## Iterate over a Elasticsearch INDEX using scroll API and update registers

In this notebook we will access one index using Search - paginate the results with scroll, and update the registers with a new variable.

In [6]:
from elasticsearch import Elasticsearch
from elasticsearch import helpers
import random

es = Elasticsearch([{'host':'localhost', 'port': 9200}])


Create the search function - in this case we will match the registers with one specific value

In [54]:

resp = es.search(index = 'youbora',  
                 #body={"query": {"match_all": {}}} ,
                 body={"query": {"match": {"avg_bitrate_count": 27}}} ,
                 scroll = '2s') # length of time to keep search context)


# keep track of pass scroll _id
old_scroll_id = resp['_scroll_id']

After that, we will iterate over all the document hits, create a new value and update the Elasticsearch index

In [55]:
doc_count = 0

# use a 'while' iterator to loop over document 'hits'
while len(resp['hits']['hits']):
    doc_count += 1
    print('Number of iteration:', doc_count)
    # make a request using the Scroll API
    resp = es.scroll( scroll_id = old_scroll_id, scroll = '2s')

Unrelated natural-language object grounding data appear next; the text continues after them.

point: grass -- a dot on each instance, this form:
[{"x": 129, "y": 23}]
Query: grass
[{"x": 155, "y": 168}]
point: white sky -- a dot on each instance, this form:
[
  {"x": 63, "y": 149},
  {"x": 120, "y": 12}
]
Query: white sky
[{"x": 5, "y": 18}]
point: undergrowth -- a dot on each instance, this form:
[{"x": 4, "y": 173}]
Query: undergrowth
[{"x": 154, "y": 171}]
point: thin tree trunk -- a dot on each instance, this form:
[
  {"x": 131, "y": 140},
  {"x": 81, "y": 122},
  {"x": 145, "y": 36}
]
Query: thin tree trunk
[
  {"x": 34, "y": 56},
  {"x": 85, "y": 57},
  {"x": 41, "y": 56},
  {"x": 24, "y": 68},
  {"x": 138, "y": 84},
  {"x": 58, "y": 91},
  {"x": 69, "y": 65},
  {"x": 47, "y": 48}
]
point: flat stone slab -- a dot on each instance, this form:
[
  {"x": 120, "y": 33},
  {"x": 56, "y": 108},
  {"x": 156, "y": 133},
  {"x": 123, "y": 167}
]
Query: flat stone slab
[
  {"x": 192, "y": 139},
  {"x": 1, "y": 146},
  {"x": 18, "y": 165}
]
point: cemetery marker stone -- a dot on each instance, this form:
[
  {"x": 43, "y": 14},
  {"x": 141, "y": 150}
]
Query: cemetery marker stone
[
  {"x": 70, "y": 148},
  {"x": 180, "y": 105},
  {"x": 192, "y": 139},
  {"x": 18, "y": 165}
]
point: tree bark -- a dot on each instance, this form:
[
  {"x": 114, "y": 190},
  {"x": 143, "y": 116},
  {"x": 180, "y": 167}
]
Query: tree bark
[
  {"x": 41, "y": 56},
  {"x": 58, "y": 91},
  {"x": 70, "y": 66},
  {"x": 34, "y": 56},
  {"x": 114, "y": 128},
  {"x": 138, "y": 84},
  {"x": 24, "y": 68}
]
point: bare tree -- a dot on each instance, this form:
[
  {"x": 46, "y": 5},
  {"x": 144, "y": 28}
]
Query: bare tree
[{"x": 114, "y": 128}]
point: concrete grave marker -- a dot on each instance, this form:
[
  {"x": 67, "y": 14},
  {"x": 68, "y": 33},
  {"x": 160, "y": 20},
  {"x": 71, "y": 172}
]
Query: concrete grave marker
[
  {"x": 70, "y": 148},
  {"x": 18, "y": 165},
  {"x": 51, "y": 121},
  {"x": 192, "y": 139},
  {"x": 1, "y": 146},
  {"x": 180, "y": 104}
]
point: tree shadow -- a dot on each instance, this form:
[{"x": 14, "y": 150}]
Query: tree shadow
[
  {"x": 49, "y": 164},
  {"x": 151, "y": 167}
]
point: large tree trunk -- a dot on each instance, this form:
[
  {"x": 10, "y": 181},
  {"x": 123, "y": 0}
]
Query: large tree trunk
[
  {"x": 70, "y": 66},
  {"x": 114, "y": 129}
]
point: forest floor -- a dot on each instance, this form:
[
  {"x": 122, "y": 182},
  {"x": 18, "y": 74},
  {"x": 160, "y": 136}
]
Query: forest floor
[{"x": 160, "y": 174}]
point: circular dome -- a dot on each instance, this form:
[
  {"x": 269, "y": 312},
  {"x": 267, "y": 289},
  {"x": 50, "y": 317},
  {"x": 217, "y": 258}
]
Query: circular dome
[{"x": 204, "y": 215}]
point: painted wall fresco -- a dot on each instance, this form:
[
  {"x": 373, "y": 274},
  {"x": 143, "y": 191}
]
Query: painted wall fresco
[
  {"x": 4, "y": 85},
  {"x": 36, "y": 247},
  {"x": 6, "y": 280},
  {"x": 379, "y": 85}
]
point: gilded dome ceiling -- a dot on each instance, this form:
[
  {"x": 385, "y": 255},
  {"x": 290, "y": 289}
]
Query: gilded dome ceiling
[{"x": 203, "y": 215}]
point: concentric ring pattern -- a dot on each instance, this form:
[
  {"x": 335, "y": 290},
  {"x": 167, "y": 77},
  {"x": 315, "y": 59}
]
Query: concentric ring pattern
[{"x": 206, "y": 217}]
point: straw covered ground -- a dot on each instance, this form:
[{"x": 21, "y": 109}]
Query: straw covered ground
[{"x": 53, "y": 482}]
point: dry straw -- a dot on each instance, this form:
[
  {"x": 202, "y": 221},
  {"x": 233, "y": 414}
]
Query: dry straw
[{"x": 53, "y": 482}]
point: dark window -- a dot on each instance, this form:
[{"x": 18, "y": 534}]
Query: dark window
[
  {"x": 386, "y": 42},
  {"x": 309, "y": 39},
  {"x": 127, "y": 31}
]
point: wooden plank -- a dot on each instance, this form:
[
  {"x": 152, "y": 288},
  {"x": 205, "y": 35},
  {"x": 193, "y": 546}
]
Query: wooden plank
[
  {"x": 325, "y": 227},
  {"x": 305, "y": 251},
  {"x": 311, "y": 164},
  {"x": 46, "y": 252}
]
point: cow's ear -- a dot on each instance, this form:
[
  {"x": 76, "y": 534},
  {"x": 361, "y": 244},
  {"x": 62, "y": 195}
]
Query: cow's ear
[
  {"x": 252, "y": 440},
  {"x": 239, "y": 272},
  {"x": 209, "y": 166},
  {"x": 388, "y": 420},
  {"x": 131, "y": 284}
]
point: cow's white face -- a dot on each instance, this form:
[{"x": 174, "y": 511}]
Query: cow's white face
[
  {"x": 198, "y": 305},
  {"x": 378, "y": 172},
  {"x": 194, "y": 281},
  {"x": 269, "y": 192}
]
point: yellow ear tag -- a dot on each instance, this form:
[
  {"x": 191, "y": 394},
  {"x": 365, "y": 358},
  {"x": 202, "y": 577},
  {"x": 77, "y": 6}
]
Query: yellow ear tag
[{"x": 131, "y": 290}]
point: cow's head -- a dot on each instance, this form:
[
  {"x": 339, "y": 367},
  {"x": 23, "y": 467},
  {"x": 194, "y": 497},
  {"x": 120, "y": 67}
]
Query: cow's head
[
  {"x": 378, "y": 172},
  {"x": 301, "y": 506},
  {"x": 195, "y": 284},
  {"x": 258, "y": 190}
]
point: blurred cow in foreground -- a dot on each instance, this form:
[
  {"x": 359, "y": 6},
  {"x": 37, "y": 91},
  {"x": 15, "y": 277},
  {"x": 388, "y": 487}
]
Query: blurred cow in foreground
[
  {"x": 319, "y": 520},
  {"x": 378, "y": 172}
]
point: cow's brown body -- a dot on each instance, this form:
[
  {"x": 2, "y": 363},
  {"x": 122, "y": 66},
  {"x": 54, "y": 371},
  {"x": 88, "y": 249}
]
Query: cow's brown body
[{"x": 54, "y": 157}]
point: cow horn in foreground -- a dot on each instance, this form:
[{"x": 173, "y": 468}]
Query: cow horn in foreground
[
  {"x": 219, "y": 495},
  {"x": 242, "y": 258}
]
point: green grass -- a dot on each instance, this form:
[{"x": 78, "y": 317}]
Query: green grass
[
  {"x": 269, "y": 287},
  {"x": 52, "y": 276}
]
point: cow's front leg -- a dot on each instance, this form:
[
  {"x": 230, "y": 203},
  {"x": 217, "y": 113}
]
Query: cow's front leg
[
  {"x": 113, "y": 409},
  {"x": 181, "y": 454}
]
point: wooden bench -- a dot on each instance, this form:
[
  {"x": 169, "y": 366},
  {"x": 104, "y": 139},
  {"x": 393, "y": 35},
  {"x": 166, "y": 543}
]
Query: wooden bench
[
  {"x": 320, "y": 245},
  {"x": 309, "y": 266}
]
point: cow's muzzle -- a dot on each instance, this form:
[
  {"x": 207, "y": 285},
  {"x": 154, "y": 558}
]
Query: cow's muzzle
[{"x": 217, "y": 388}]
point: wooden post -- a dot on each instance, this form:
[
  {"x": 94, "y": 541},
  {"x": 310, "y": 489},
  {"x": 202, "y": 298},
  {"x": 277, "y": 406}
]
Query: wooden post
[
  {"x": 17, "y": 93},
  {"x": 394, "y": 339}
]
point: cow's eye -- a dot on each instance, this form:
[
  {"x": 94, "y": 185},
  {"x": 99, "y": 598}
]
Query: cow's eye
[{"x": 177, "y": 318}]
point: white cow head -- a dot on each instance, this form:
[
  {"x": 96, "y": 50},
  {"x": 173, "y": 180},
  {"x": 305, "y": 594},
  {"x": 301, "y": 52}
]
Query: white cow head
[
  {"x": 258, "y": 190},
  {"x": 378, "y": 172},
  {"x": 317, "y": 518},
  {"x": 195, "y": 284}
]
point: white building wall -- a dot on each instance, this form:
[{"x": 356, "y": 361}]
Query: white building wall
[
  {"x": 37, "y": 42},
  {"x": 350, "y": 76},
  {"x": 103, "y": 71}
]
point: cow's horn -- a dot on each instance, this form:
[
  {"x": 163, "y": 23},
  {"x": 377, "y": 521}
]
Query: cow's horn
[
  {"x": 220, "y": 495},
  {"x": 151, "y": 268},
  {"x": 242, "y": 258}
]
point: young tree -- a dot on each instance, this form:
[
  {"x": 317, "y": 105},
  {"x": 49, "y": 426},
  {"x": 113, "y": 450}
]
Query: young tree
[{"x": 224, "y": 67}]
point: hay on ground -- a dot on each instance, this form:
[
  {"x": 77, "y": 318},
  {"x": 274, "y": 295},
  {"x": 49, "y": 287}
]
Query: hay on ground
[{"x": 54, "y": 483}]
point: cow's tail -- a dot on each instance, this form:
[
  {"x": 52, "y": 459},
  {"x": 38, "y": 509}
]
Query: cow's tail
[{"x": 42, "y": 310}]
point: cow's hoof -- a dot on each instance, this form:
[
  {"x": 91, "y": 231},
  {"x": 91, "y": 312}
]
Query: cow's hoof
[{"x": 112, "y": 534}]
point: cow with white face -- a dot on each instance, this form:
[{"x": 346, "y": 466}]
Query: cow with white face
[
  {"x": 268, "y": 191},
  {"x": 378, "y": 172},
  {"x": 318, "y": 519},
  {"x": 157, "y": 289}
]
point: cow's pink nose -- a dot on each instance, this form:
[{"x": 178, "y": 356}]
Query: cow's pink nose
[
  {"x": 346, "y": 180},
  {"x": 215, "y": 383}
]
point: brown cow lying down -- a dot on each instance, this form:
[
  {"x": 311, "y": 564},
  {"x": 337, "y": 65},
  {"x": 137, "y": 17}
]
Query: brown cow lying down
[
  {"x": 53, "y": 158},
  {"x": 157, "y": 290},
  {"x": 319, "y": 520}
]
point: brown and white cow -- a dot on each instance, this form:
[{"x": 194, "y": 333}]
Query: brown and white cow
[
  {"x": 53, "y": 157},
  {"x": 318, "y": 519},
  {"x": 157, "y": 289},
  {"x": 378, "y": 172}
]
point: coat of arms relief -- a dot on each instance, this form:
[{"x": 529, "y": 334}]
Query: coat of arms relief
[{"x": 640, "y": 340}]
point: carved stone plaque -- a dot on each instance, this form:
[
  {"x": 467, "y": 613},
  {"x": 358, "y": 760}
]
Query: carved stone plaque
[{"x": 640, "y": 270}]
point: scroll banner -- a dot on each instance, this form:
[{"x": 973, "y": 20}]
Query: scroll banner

    # check if there's a new scroll ID
    if old_scroll_id != resp['_scroll_id']:
        print ("NEW SCROLL ID:", resp['_scroll_id'])

            # keep track of pass scroll _id
    old_scroll_id = resp['_scroll_id']

    # print the response results
    #print ("\nresponse for index:", 'youbora')
    #print ("_scroll_id:", resp['_scroll_id'])
    

    # iterate over the document hits for each 'scroll'
    for doc in resp['hits']['hits']:
        print ("\n", doc['_id'])
        
        #print ("DOC COUNT:", doc_count)
        doc_id = doc["_id"]
        bucket = random.randint(1, 400)
        #update
        res = es.update(index='youbora',  id=doc_id, body={"doc":{"bucket":bucket}})
        
# print the total time and document count at the end
print ('response["hits"]["total"]["value"]:', resp["hits"]["total"]["value"])

Number of iteration: 1

 o375uH8BFdNqaqwSVUQ5

 hX75uH8BFdNqaqwSUD_D

 MH75uH8BFdNqaqwSUkEr

 Dn75uH8BFdNqaqwSXE0U

 en75uH8BFdNqaqwSSznd

 Sn75uH8BFdNqaqwSTTuZ

 hn75uH8BFdNqaqwSTTuZ

 Jn75uH8BFdNqaqwSTzw3

 m375uH8BFdNqaqwSPSoD

 AH75uH8BFdNqaqwSPy2U
Number of iteration: 2

 MH75uH8BFdNqaqwSPy2U

 IX75uH8BFdNqaqwSLBc8

 nn75uH8BFdNqaqwSLxlj

 4375uH8BFdNqaqwSLxlj

 MX75uH8BFdNqaqwSQi-9

 1H75uH8BFdNqaqwSQi-9

 a375uH8BFdNqaqwSRTBS

 yH75uH8BFdNqaqwSYVIT

 Xn75uH8BFdNqaqwSOCWF

 sX75uH8BFdNqaqwSOicJ
Number of iteration: 3

 mX75uH8BFdNqaqwSOyh8

 oX75uH8BFdNqaqwSHgdB

 Z375uH8BFdNqaqwSHwr3

 nX75uH8BFdNqaqwSHwr3

 9X75uH8BFdNqaqwSKBOj

 DH75uH8BFdNqaqwSKhVY

 Ln75uH8BFdNqaqwSKhVY

 E375uH8BFdNqaqwSKhZY
Number of iteration: 4
response["hits"]["total"]["value"]: 38